Simulated Author's Rebuttal

2 responses · 0 unresolved

We thank the referee for the constructive feedback, which highlights opportunities to strengthen the clarity of our quantitative claims and the validation of our distillation approach. We address each major comment below and will revise the manuscript accordingly.

read point-by-point responses

Referee: [Abstract and Experiments] Abstract and Experiments section: The claims of 'consistent reliability gains' and 'often improves predictive performance' are stated without any numerical metrics, baseline comparisons (e.g., against non-distilled Phi-3/Qwen-Coder or prior X-CCD methods), statistical significance tests, or details on data splits and distribution-shift construction. This absence prevents assessment of effect sizes and undermines support for the central claim of improved practicality.

Authors: We agree that the abstract would benefit from explicit numerical support for the central claims. In the revised version we will update the abstract to report key metrics (e.g., reliability rates, accuracy deltas under distribution shift, and inference-time reductions) drawn from the Experiments section. The Experiments section already contains comparisons against the non-distilled Phi-3 and Qwen-Coder baselines, details on the Project CodeNet splits, and the construction of the distribution-shift test sets; however, we will add (i) explicit comparisons against representative prior X-CCD methods and (ii) statistical significance tests (paired t-tests across seeds) to make effect sizes and reliability gains easier to assess. revision: yes
Referee: [Experiments] Data construction and evaluation (Experiments section): The central assumption that synthetic reasoning data from DeepSeek-R1 encodes generalizable clone-detection logic (rather than teacher-specific biases or prompt artifacts) is load-bearing but untested. No ablations isolate reasoning transfer from format mimicry or CodeNet artifacts, and all reported gains use held-out pairs from the same source; this leaves the transferability claim unsupported.

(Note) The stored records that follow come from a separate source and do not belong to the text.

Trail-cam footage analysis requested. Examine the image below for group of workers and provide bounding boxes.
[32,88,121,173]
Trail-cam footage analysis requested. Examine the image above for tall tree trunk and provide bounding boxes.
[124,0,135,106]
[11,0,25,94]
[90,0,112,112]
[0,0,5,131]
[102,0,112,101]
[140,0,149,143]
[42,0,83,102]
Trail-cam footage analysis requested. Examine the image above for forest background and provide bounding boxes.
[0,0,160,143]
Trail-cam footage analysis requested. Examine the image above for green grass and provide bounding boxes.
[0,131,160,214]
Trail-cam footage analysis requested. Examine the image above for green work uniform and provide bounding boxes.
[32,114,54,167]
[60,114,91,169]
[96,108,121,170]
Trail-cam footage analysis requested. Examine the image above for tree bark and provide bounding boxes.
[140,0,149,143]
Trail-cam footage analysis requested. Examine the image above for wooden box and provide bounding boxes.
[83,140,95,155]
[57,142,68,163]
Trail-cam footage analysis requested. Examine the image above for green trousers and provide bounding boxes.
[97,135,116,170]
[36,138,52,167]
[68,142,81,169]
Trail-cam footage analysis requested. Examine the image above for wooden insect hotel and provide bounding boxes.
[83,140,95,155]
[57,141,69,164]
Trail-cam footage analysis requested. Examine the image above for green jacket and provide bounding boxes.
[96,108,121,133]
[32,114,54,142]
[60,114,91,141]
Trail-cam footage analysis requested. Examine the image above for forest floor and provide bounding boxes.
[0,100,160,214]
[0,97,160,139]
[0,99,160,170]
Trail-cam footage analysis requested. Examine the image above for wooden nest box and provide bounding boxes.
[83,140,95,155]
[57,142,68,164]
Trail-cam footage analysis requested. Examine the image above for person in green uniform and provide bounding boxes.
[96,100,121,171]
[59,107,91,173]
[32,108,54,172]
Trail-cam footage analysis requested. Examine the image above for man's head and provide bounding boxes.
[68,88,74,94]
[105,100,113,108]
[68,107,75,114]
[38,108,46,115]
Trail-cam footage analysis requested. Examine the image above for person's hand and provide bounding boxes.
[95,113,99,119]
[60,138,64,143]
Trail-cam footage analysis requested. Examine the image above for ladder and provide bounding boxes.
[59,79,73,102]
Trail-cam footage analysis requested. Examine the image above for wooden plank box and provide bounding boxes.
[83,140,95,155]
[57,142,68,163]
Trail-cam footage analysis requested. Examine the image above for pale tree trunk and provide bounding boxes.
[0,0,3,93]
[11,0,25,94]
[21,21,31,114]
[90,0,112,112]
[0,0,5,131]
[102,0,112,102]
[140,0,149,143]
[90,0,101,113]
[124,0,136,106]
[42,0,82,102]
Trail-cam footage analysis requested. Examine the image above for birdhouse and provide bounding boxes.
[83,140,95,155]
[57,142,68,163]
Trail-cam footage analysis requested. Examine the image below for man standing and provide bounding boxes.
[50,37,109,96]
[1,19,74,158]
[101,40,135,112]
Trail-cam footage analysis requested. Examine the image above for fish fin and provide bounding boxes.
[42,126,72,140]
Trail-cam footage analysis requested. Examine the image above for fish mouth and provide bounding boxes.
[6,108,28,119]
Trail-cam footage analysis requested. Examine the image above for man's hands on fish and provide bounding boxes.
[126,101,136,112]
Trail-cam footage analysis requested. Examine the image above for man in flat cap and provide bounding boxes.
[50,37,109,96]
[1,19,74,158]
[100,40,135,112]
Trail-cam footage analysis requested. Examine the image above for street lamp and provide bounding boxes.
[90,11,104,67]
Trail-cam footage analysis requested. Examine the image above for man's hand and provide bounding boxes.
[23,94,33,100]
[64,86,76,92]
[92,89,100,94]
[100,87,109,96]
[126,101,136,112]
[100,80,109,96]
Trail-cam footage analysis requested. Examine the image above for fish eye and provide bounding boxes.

Authors: We acknowledge that isolating the contribution of reasoning-oriented distillation from format mimicry or dataset artifacts is necessary to substantiate the transferability claim. Our current evaluation uses held-out CodeNet pairs to demonstrate within-distribution generalization, and the response-stabilization techniques (forced conclusion prompting and classification heads) were introduced precisely to reduce format artifacts. To strengthen the evidence, we will add two ablations in the revised Experiments section: (1) a direct comparison of reasoning-oriented distillation versus standard supervised fine-tuning on identical CodeNet pairs (to separate reasoning transfer from format mimicry), and (2) an evaluation on an additional cross-language split constructed to increase distribution shift beyond the original held-out sets. These additions will provide a clearer test of whether the distilled logic generalizes beyond teacher-specific or CodeNet-specific patterns. revision: yes

Circularity Check

0 steps flagged

No circularity: empirical KD setup uses external teacher and held-out evaluation

full rationale

The paper presents a standard empirical knowledge-distillation pipeline: synthetic reasoning data is generated by an external model (DeepSeek-R1) on Project CodeNet pairs, students (Phi-3, Qwen-Coder) are fine-tuned with LoRA, and performance is measured on held-out cross-language splits. No equations, self-definitional loops, fitted parameters renamed as predictions, or load-bearing self-citations appear in the provided text. All claims rest on externally generated data and separate test sets rather than reducing to the training inputs by construction.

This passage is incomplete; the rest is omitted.